Progressivement la thématique fétiche du cinéaste se fait jour. Dans une large mesure, "Osen la maudite" est extrêmement proche de "Marché sexuel des filles" : on y découvre des personnages féminins très forts, assaillis par la cruauté, l'absence d'humanité des mâles, la sécheresse d'âme d'une société ultra violente à l'égard des femmes. Osen est la copie de Tomé. Ce sont deux putes insoumises qui essaient de survivre tout en gardant un espace de liberté dans leur asservissement.
Le féminisme de Tanaka était pour moi juste une idée séduisante, mais implicite jusque là. J'ai la conviction qu'avec cette "Osen, la maudite" ce féminisme est de plus en plus explicite. D'ailleurs Osen n'est pas la seule à se battre contre la vilenie phallocratique, les duperies des hommes, leurs sexualités violentes et sans partage. Une jeune aveugle (Yuri Yamashina) joue du peigne ornemental vengeur pour préserver sa dignité et va même jusqu'au suicide.
Le film ne doit pas uniquement sa puissance aux thèmes abordés et aux soins pris sur le plan esthétique mais également à l'interprétation.
Bien entendu, Rie Nakagawa est, prise dans l'œil de la caméra tanakienne, une actrice aux talents d'abord insoupçonnés (en ce qui me concerne bien sûr). Avec sa tête ronde et sa peau maquillée, laiteuse, elle fait figure de marionnette de porcelaine. Oh? Comme par hasard, elle va être le jouet d'une manipulation éhontée de la part d'un marionnettiste! Un montage heureux, tout en finesse, fera d'elle une marionnette très concrète, dans les bras de son amant, consentante sans être dupe. Elle fait l'amour avec lui juste parce qu'elle en a envie, par pour lui donner du plaisir mais pour prendre le sien. Souvent chez Tanaka, les femmes adoptent une attitude féministe sans pour autant revendiquer. Je veux dire par là qu'elles ne cherchent pas à prendre la place des hommes, à les rabaisser, elles ne prennent que leur dû. Les hommes sont des machins bien compliqués et elles ont déjà assez à vouloir s'affirmer elles même sans en plus entamer une guerre des sexes vaine. Cette guerre, ce sont les hommes qui la déclarent, ne supportant pas l'emprise et l'indépendance d'Osen. Ce sont eux qui mêlent conflit et sexualité. Les femmes doivent subir. Bon, ça y est, je me suis fait eu : je suis parti dans des digressions à l'intérêt suspect et j'en oubliai mon propos sur l'atout Rie Nakagawa.

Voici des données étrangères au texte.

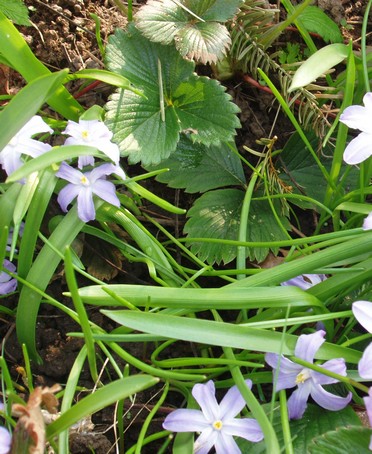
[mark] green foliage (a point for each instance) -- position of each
(193, 26)
(216, 215)
(315, 20)
(302, 173)
(315, 425)
(177, 101)
(341, 441)
(16, 11)
(197, 168)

Je ne la trouve pas exceptionnellement belle et pourtant à la filmer de si près, Tanaka lui donne l'occasion de faire briller son talent de comédienne à la palette d'expressions étonnamment riche. Elle impressionne sur tous les tons. La profondeur de son regard est très émouvante. Elle a aussi l'heureux avantage de posséder un très joli corps.
Tenez, au passage, je m'empresse de dire que le film est très peu érotique finalement pour un "roman porno". Pour ceux qui ne connaissent pas encore le sens de cette expression, sachez qu'un "roman porno" n'a rien de pornographique, il s'agit d'un genre érotique typiquement japonais.

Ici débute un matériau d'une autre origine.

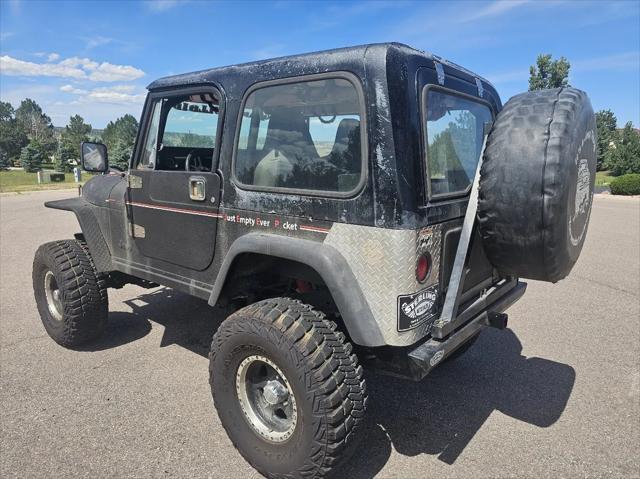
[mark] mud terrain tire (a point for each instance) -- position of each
(81, 299)
(321, 371)
(536, 184)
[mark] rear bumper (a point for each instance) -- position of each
(487, 311)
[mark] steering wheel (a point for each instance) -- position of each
(197, 162)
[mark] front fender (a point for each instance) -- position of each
(89, 217)
(327, 262)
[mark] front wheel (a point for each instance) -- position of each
(288, 390)
(71, 296)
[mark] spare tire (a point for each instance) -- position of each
(536, 183)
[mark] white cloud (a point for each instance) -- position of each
(72, 89)
(14, 67)
(84, 63)
(109, 72)
(627, 61)
(117, 94)
(494, 9)
(98, 41)
(163, 5)
(74, 67)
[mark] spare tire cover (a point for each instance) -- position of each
(536, 183)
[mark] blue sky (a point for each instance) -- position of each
(95, 58)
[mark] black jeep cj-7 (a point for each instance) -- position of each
(374, 201)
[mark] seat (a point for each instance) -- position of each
(288, 143)
(346, 128)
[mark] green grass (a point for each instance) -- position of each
(603, 178)
(19, 180)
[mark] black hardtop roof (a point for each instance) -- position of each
(301, 64)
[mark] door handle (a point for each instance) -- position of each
(197, 188)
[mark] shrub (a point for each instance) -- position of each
(626, 185)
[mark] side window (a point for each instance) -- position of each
(455, 128)
(191, 124)
(148, 156)
(303, 135)
(182, 133)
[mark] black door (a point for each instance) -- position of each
(173, 193)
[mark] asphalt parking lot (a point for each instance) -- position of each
(555, 395)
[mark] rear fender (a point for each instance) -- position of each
(327, 262)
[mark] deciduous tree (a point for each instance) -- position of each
(623, 156)
(74, 133)
(37, 125)
(12, 138)
(606, 124)
(548, 73)
(120, 136)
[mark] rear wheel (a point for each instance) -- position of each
(71, 296)
(288, 389)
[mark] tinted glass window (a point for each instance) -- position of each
(182, 133)
(148, 156)
(191, 124)
(455, 128)
(302, 135)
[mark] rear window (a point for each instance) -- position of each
(303, 135)
(455, 128)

Tanaka s'attache surtout à filmer les visages, cherche l'idée pour filmer au mieux le plaisir, la peur, la colère, l'amour, une main crispée, un cou qui se tend, un regard qui se fige, perdu, la désillusion, la mélancolie, c'est toujours plus beau qu'excitant.

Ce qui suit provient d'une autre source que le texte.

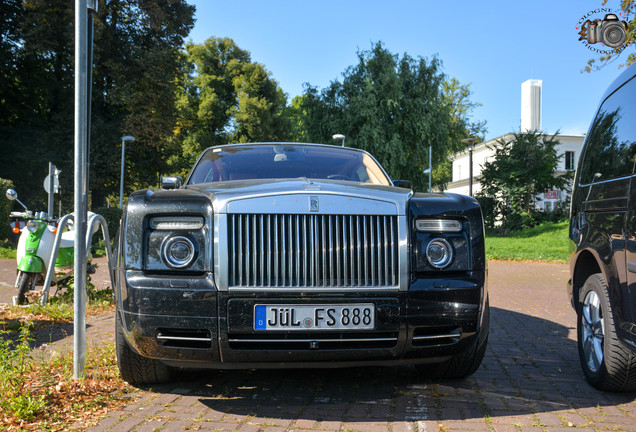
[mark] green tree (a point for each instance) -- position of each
(136, 66)
(521, 169)
(395, 108)
(629, 8)
(225, 97)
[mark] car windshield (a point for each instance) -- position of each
(249, 162)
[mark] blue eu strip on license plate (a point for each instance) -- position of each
(314, 317)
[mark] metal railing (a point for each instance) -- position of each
(93, 220)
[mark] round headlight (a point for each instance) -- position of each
(178, 252)
(439, 253)
(32, 226)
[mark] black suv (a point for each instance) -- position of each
(603, 241)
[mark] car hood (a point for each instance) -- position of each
(298, 196)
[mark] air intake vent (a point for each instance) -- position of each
(321, 251)
(434, 336)
(185, 338)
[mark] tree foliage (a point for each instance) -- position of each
(136, 64)
(226, 97)
(521, 169)
(629, 8)
(395, 108)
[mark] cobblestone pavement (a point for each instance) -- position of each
(530, 380)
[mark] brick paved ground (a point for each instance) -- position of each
(530, 381)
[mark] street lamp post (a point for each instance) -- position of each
(121, 179)
(471, 146)
(339, 137)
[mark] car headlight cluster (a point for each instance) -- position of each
(439, 253)
(435, 246)
(178, 251)
(175, 243)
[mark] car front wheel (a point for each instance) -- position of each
(607, 365)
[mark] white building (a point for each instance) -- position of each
(569, 147)
(531, 105)
(531, 108)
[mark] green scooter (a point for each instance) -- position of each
(35, 247)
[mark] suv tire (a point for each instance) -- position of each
(607, 365)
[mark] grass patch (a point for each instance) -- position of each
(44, 396)
(547, 242)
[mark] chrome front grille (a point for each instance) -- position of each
(312, 250)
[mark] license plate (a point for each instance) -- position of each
(314, 317)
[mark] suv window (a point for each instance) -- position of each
(612, 139)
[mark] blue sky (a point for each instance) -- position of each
(494, 45)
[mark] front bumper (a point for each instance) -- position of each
(189, 323)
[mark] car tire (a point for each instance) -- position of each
(606, 363)
(134, 368)
(465, 363)
(25, 283)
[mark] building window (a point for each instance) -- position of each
(569, 161)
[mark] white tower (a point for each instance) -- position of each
(531, 105)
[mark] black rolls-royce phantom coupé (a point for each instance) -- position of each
(278, 255)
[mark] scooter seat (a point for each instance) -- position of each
(68, 239)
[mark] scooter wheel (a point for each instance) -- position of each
(25, 283)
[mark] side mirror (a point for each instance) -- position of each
(407, 184)
(171, 182)
(13, 196)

Une autre comédienne que je ne connaissais pas ou que je n'ai pas reconnue, Yuri Yamashina m'a tapé dans l'œil. Dans un rôle pas commode d'aveugle, elle arrive à exprimer des nuances surprenantes. Bluffante. Un nom à retenir.
J'adorais "Marché sexuel des filles" et "Bondage", celui-là vient s'ajouter à mes Tanaka préférés.